This project aims to create an ML pipeline to generate synthetic training images using Blender, create realistic data augmentation, and fine-tune various image segmentation models.

The goal of the models is to detect:

  1. the location of keys (key regions) on a keyboard
  2. the letter/symbol they correspond to

Dataset Generation

A Blender file with a 3D modelled keyboard and camera is provided in keyboard.blend.

First, setup_viewpoints.py places the camera along the vertices of the Viewpoints object and orients it to face the keyboard. The camera's position and rotation is randomly perturbed at each keyframe. To define additional viewpoints, edit the Viewpoints object.

blender.png

Next, segmentation_mask.py provides a script to automatically assign flat colors to each key's face. Set SET_MASK = True to create the segmentation masks, or SET_MASK = False to revert back.

To find key faces, the program iterates through each face in the 'Keys' collection and checks if its dot product with the orientation vector (the normal of the 'Orientation' object) is small.

masks_generation.png

Then, using render.py, sky lightning conditions are configured and several keyboard angles are rendered using Cycles. Masks are rendered using Eevee.

keyboard_render.png

Finally, the image is imported into Python and the process in data-augmentation.ipynb is followed. A random background is chosen from a dataset of 4000 landscapes.

Note: dataset v1 did not include shadows.

To enhance realism and robustness to lighting conditions, we augment the images with various shadow and sunlight effects. First, a straight solid line is drawn over a transparent mask. Its thickness is sampled uniformly between 100-400 pixels. Then, a random affine transform is applied.

This produced a hard alpha mask. A box blur is applied with a kernel size k ~ max(5, N(μ=25, σ=10)). This produced a soft alpha mask.

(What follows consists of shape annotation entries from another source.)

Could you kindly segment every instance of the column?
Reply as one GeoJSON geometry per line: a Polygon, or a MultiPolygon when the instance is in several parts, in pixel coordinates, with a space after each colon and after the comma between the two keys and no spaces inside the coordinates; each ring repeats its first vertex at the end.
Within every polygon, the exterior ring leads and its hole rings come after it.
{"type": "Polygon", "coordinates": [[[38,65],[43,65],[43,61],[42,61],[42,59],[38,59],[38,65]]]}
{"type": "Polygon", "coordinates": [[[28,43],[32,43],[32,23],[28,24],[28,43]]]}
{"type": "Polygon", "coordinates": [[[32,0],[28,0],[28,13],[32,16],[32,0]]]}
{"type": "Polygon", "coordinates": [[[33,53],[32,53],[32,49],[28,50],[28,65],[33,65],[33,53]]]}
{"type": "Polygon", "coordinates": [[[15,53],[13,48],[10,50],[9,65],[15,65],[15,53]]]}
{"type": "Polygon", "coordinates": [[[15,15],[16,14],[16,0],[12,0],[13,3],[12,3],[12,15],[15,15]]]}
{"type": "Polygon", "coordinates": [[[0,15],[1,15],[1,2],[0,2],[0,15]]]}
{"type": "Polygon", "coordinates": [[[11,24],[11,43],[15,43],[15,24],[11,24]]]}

We choose a sunlight/shadow effect randomly. Exposure is e ~ N(μ=2.5, σ=1) for sunlight and e ~ N(μ=0.5, σ=0.5) for shadow. The exposure is clamped to be greater than 0.4. Then, the image's exposure is edited and merged with the original using the alpha mask.

Alpha Mask Sunlight Shadow

For further augmentation, the number of lighting effects is sampled from a geometric distribution and the above process is repeated. This often produces complex and beautiful lighting effects.

shadow.png

Then, a motion blur along a random direction (0° to 360°) + random kernel size (4-16) is applied along with a vignette of random strength.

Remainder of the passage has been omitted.